Life of Ted

Life of Ted

David Sparks Ph.D.
David Sparks Ph.D.
Good friend Ted Kuch a Retired Fish and Wildlife endangered species biologist told me about his life as an outdoorsman. I grew up in Connecticut in a non- hunting, non fishing family. When I was 13 years old, I would ride my bike three miles in the dark to go fishing in the morning. My mom would make me a sandwich. I put it in the tackle box in the back of my bike and tie my fishing pole to the bike frame. I mean, that's how rabid I was when I was 18 years old, I found a hunters education course and put myself through that. I shot one pheasant in Connecticut, stocked bird in a wildlife management area, and then I moved west.

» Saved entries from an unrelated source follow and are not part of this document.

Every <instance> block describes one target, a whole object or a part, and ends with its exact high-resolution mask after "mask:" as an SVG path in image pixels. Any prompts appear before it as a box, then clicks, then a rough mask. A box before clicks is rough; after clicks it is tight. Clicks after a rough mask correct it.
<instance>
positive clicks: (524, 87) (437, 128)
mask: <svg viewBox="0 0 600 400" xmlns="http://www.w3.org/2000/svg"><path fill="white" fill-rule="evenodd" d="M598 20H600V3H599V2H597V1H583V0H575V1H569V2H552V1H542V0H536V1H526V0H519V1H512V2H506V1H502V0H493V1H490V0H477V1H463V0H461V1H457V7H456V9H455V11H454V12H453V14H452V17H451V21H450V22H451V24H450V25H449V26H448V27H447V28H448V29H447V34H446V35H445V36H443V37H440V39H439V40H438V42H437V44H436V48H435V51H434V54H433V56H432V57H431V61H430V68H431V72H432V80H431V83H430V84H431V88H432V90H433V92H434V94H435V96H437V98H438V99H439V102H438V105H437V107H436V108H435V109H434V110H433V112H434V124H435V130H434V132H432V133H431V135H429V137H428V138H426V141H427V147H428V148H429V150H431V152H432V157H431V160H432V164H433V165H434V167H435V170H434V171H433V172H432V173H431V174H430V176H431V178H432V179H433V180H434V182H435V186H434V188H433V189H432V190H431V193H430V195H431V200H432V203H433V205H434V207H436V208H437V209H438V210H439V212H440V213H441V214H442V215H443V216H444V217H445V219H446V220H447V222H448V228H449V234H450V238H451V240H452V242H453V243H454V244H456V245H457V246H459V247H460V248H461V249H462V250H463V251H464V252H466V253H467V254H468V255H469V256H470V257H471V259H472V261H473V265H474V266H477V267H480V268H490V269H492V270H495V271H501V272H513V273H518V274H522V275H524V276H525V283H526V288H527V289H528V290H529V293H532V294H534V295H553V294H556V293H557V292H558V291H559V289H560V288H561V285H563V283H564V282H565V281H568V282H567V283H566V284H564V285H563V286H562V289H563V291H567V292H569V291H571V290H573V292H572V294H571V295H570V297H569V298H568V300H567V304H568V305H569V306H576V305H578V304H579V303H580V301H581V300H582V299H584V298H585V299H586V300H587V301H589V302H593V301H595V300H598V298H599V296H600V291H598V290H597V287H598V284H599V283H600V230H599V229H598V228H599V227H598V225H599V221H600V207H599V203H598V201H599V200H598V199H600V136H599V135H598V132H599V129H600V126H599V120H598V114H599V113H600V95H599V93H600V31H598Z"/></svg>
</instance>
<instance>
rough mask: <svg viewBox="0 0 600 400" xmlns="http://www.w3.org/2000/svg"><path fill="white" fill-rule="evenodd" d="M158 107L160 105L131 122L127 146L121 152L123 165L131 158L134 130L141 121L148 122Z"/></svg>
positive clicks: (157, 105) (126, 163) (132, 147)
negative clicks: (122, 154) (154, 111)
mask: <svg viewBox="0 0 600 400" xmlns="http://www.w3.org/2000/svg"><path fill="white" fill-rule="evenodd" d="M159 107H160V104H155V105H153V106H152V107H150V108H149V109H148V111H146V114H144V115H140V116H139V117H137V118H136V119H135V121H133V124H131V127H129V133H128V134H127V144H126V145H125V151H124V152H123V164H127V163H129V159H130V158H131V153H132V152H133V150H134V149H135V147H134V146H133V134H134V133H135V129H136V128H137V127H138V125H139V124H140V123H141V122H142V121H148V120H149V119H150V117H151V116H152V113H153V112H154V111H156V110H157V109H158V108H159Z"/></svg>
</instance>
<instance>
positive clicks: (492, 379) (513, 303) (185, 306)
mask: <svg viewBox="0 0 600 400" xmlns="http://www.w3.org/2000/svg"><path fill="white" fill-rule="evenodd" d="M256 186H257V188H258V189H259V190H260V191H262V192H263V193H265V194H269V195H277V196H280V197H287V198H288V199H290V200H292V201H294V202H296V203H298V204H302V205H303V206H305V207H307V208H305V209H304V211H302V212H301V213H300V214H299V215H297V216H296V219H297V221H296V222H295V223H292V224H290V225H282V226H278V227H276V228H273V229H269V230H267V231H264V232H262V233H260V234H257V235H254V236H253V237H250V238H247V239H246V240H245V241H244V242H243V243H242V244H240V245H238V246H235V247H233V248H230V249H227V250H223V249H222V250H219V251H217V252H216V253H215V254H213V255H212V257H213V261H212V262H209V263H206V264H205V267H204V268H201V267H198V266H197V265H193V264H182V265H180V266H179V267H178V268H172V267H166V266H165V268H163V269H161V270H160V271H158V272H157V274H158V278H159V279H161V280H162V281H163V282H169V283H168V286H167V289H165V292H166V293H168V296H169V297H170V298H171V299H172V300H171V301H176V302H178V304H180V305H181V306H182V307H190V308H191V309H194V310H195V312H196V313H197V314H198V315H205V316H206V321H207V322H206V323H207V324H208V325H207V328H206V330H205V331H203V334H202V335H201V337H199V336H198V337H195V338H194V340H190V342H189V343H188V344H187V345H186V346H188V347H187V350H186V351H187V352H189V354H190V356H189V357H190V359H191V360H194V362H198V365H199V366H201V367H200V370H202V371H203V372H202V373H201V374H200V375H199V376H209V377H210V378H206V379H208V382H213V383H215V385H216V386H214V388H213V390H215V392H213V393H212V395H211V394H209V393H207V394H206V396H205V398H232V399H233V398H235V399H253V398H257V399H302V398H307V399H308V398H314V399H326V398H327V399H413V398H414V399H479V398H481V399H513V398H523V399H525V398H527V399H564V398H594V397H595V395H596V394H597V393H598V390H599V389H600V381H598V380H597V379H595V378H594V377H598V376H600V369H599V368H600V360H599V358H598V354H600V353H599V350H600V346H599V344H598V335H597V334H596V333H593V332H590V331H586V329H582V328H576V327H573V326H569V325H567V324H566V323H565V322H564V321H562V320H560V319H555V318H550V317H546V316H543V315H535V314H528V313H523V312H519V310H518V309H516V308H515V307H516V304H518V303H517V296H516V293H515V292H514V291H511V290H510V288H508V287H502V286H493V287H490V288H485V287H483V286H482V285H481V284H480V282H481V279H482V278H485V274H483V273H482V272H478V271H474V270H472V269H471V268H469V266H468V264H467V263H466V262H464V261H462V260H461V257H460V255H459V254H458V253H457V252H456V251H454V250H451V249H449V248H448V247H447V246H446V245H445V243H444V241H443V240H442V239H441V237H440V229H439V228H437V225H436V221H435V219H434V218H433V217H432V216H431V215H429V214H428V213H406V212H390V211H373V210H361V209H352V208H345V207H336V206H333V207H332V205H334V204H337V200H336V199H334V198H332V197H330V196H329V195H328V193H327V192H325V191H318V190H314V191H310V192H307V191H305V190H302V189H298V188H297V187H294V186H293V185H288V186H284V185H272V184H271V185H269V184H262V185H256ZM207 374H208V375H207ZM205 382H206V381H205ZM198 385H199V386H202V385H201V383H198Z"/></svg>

When I was growing up, I was reading Field Stream magazine and Ted Trueblood was writing about hunting in the West. And I always dreamed of being a biologist living in the West. Hunting and fishing, having a beautiful wife and two point three children. And I'm happy and proud to say that 30 years later, I have lived that dream. I've met your wife. I've met your children. Good for you. Yeah. Yeah. And so I lived in the West to work as a biologist and hunted and fished oftentimes in the steps of Ted Trueblood who was from Idaho, by the way, terrific outdoor writer for Field Stream magazine many years ago. So I grew up doing that in Connecticut, ended up moving west. And now I've been bow hunting elk for 25 years. And to me, there is no point in time and no place I'd rather be on the face of the earth than sometime around September 20th on a mountainside in central Idaho, with the Aspen turning gold and the bull elk bugling in the valley bottom below just after sunrise. That is my idea of heaven on earth.

How can any outdoorsman disagree with that?